Otto Mellies hat eine Aura – und das nicht nur weil er alt ist und schon seit 70 Jahren Theater spielt. Er bewegt sich nur langsam, spricht ruhig und konzentriert, aber mit jeder Geste, mit jedem Wort verströmt er etwas, das sich schwer beschreiben lässt – Gedankenklarheit und Wärme, die einen tief im Innersten berührt.

Er spielt den Narren, eine Figur, die gar nicht im Zentrum des Stücks steht – ich hab auch schon Aufführungen gesehen, wo sie ganz gestrichen wurde – aber in Wustrau, in der Inszenierung von Marten Sand, ist sie ungeheuer wichtig, weil sie ein Gegenpol zum überdrehten Treiben der anderen wird, der weise Narr, der einen langen Mantel und einen Schlapphut trägt, so dass er ein bisschen aussieht wie ein existenzialistischer Samuel-Beckett-Clown.

Und dann hat er diese Stimme, die so eindringlich ist, dass man überhaupt nicht weghören kann. Da wird fast jeder Auftritt zum Gänsehaut-Moment.

Liebe und der Gegensatz von Sein und Schein

Im Stück geht es um Liebe und den Gegensatz von Sein und Schein. Im Zentrum steht Viola, die vor der Küste Illyriens Schiffbruch erleidet und sich sicherheitshalber als Mann verkleidet. Sie tritt als Page in den Dienst eines Herzogs, der die Gräfin Olivia liebt. Diese jedoch weist ihn zurück. Der Herzog schickt daraufhin den Pagen zu ihr, um sie umzustimmen.

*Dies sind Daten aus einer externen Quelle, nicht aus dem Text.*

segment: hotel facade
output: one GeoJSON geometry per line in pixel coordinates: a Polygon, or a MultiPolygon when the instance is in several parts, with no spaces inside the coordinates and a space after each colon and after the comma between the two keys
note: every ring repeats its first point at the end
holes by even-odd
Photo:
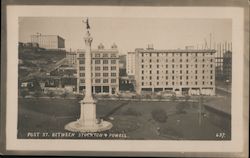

Die Gräfin verliebt sich in den vermeintlichen jungen Mann, der aber die verkleidete Viola ist, die wiederum den Herzog liebt. Zu Shakespeares Zeit war das doppelt komisch, weil alle Rollen von Männern gespielt wurden. Viola war also ein Mann, der eine Frau spielt, die wiederum einen Mann spielt. Die Überdrehung der Travestie fällt heute weg – was dem Humor aber keinen Abbruch tut, zumal auch der Dauertrinker Sir Toby Rülps auftritt, der ganz herrlich von Walter Plathe gespielt wird, Seite an Seite mit Martin Seifert, der den verblödeter Ritter Bleichenwang gibt und Tom Quaas als Haushofmeister Malvolio.

Da sind wirklich Erzkomödianten am Werk, die Regisseur einfach nur machen lassen muss.

Ein großer Wurf

Zusätzlichen Drive kriegt die Inszenierung durch die Musik. Marten Sand hat die Gruppe Horch engagiert, die – wie sie selbst sagt – mittelalterlichen Folkrock macht – u.a. mit Laute, Querflöte und Schlagzeug. Das bringt Energie ins Spiel.

Außerdem wird viel gesungen. Julia Fechter, die die Viola spielt, hat eine tolle Stimme – sie ist auch schon in diversen Musicals in Deutschland, Österreich und der Schweiz aufgetreten. Nun singt sie Songs, die die Gruppe Horch für sie kreiert hat. Der Mittelalter-Sound vermischt sich mit Musical-Schmelz – das ist ein besonderer Klang.

Wer nach Wustrau fährt, bekommt also eine Menge geboten – Klamauk, Wortspiele und existenzielle Komik,  Mittelalter-Folkrock und wunderbaren Gesang, dazu die Theaterlegende Otto Mellies – die Inszenierung ist wirklich ein großer Wurf.